EDIT: I'm going to be storing lots of relatively small pieces of data, which is why using lots of small files would be easier for me. So if I went with using a few large files, I'd only be retrieving a few KB out of them at a time. I'd also be using an index, so that's not really a problem. Also, some of the data points to other pieces of data (it would point to the file in the lots-of-small-files case, and point to the data's location within the file in the large-files case).
There are a lot of assumptions here but, for all intents and purposes, searching through a large file will much be quicker than searching through a bunch of small files.
Let's say you are looking for a string of text contained in a text file. Searching a 1TB file will be much faster than opening 1,000,000 MB files and searching through those.
Each file-open operation takes time. A large file only has to be opened once.
And, in considering disk performance, a single file is much more likely to be stored contiguously than a large series of files.
...Again, these are generalizations without knowing more about your specific application.
It depends. really. Different filesystems are optimized in a different way, but in general, small files are packed efficiently. The advantage of having large files is that you don't have to open and close a lot of stuff. open and close are operations that take time. If you have a large file, you normally open and close only once and you use seek operations
If you go for the lots-of-files solution, I suggest you a structure like
b/a/bar
b/a/baz
f/o/foo
because you have limits on the number of files in a directory.
The main issue here TMO is about indexing. If you're going to search information in a huge file without a good index, you'll have to scan the whole file for the correct information which can be long. If you think you can build strong indexing mechanisms then fine, you should go with the huge file.
I'd prefer to delegate this task to ext3 which should be rather good at it.
edit :
A thing to consider according to this wikipedia article on ext3 is that fragmentation does happen over time. So if you have a huge number of small files which take a significant percentage of the file system then you will lose performances over time.
The article also validate the claim about 32k files per directory limit (assuming a wikipedia article can validate anything)
I believe Ext3 has a limit of about 32000 files/subdirectories per directory. If you're going the millions of files route, you'll need to spread them throughout many directories. I don't know what that would do to performance.
My preference would be for the several large files. In fact, why have several at all, unless they're some kind of logically-separate units? If you're still splitting it up just for the sake of splitting it, I say don't do that. Ext3 can handle very large files just fine.

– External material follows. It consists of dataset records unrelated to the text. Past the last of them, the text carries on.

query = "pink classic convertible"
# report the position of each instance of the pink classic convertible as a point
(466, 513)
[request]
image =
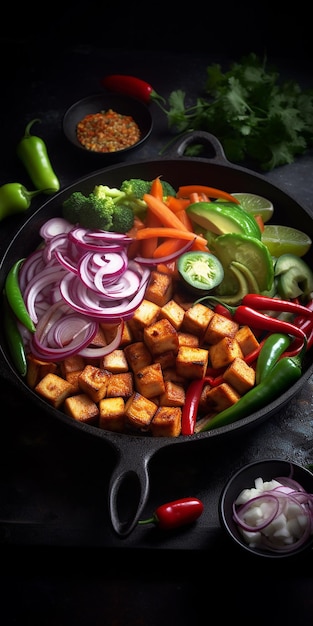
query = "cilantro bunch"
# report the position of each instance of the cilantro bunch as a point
(256, 117)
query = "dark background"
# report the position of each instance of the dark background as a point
(52, 586)
(233, 28)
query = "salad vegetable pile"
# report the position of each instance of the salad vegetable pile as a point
(180, 322)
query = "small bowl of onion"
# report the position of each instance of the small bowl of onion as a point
(107, 126)
(267, 508)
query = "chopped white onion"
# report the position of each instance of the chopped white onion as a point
(276, 515)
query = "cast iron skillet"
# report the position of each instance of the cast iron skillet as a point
(129, 483)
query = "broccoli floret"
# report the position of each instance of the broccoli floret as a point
(135, 187)
(123, 218)
(103, 191)
(109, 208)
(168, 189)
(97, 213)
(73, 205)
(99, 210)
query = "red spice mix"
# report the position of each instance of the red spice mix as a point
(107, 131)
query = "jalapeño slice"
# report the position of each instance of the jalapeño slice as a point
(200, 271)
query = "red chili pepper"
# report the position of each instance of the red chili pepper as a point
(176, 513)
(190, 408)
(246, 315)
(131, 86)
(257, 301)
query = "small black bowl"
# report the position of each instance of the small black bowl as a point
(244, 479)
(102, 102)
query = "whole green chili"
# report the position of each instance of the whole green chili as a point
(33, 153)
(15, 198)
(15, 296)
(14, 338)
(272, 349)
(281, 377)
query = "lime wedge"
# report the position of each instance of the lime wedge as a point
(255, 205)
(281, 239)
(250, 252)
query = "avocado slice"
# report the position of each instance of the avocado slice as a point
(223, 217)
(248, 251)
(294, 277)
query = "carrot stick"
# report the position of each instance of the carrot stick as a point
(167, 247)
(148, 246)
(161, 210)
(167, 232)
(185, 219)
(156, 189)
(259, 220)
(211, 192)
(177, 204)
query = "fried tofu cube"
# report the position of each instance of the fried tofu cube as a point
(166, 359)
(112, 414)
(224, 352)
(72, 364)
(247, 340)
(110, 331)
(174, 395)
(139, 411)
(219, 327)
(240, 376)
(192, 362)
(115, 362)
(82, 408)
(146, 314)
(149, 381)
(188, 339)
(166, 422)
(170, 374)
(54, 389)
(120, 385)
(222, 397)
(174, 313)
(160, 288)
(196, 319)
(73, 378)
(37, 369)
(161, 337)
(137, 355)
(93, 381)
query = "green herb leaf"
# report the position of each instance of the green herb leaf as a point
(256, 117)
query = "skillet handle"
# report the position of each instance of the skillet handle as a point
(128, 489)
(209, 141)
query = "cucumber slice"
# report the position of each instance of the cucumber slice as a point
(223, 217)
(200, 271)
(294, 277)
(248, 251)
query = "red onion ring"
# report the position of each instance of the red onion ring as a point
(164, 259)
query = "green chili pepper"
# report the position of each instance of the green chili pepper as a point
(33, 153)
(272, 349)
(14, 339)
(15, 198)
(15, 296)
(281, 377)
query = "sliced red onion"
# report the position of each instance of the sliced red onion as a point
(97, 353)
(54, 226)
(60, 337)
(281, 516)
(45, 279)
(84, 301)
(164, 259)
(86, 238)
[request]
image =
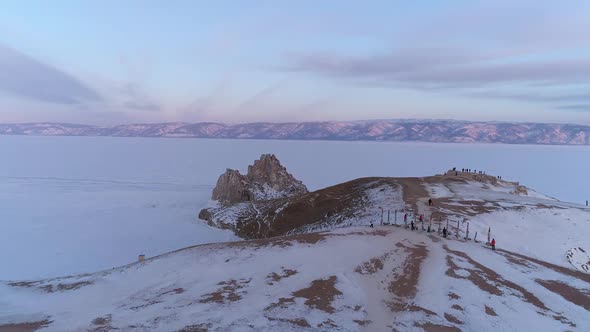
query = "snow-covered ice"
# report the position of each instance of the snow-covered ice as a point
(81, 204)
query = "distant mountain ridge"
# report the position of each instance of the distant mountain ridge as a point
(440, 131)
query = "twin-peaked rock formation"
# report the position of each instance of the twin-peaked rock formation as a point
(266, 179)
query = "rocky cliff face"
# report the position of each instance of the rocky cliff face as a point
(266, 179)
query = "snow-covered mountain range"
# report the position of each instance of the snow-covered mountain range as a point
(447, 131)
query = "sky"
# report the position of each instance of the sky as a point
(113, 62)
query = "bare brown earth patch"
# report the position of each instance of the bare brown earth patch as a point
(101, 324)
(560, 269)
(228, 292)
(328, 324)
(149, 299)
(519, 261)
(275, 277)
(25, 327)
(404, 284)
(577, 296)
(297, 322)
(431, 327)
(362, 322)
(50, 288)
(195, 328)
(488, 280)
(490, 311)
(417, 308)
(457, 307)
(373, 265)
(453, 296)
(333, 205)
(452, 319)
(283, 302)
(320, 294)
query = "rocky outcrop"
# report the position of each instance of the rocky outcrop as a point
(232, 187)
(266, 179)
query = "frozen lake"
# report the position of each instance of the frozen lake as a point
(80, 204)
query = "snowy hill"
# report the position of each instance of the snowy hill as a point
(314, 264)
(369, 130)
(519, 218)
(351, 279)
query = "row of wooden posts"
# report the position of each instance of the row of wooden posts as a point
(457, 227)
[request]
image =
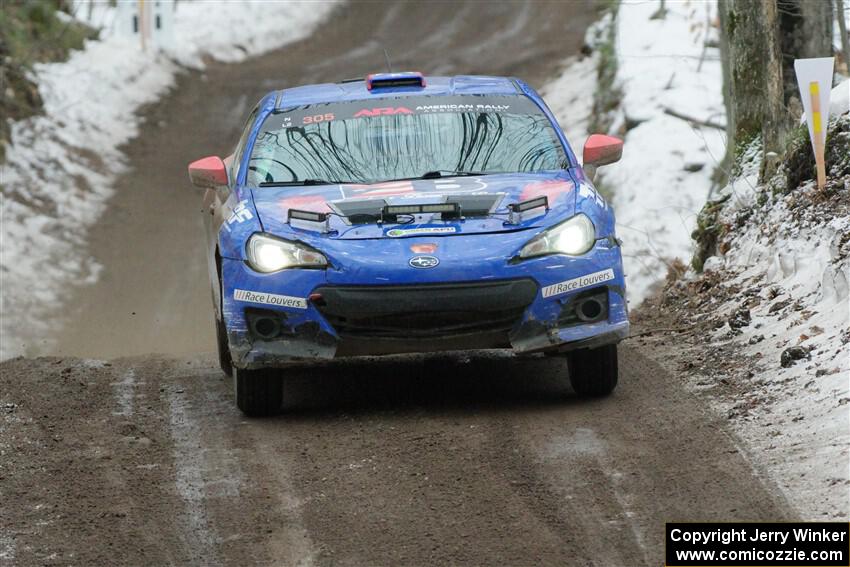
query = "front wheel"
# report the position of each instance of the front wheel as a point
(258, 392)
(593, 372)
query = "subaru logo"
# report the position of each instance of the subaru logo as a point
(423, 262)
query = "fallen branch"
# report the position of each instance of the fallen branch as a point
(662, 330)
(692, 120)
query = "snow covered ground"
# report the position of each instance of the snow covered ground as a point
(664, 177)
(61, 166)
(790, 256)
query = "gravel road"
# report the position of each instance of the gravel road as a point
(412, 460)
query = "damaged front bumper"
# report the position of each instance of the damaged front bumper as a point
(548, 304)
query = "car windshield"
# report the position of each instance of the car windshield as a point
(371, 141)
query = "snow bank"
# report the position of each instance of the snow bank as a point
(790, 254)
(665, 175)
(61, 166)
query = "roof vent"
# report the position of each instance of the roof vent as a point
(392, 80)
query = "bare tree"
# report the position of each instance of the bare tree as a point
(759, 41)
(752, 63)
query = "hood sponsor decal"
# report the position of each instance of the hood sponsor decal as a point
(400, 232)
(315, 203)
(239, 214)
(578, 283)
(552, 189)
(415, 188)
(423, 262)
(269, 299)
(585, 190)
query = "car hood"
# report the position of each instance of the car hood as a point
(273, 203)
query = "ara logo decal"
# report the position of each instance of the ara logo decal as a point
(383, 111)
(423, 262)
(239, 214)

I work with a system that stores up to about 5 million files on an XFS file system under Linux and haven't had any performance problems. We only use the files for storing the data, we never full scan them, we have a database for searching and one of the fields in a table contains a guid which we use to retrieve. We use exactly two levels of directories as above with the filenames being the guid, though more could be used if the number of files got even larger. We chose this approach to avoid storing a few extra terabytes in the database that only needed to be stored/returned and never searched through and it has worked well for us. Our files range from 1k to about 500k.
We have also run the system on ext3, and it functioned fine, though I'm not sure if we ever pushed it past about a million files. We'd probably need to go to a 3 directory system due to maximum files per directory limitations.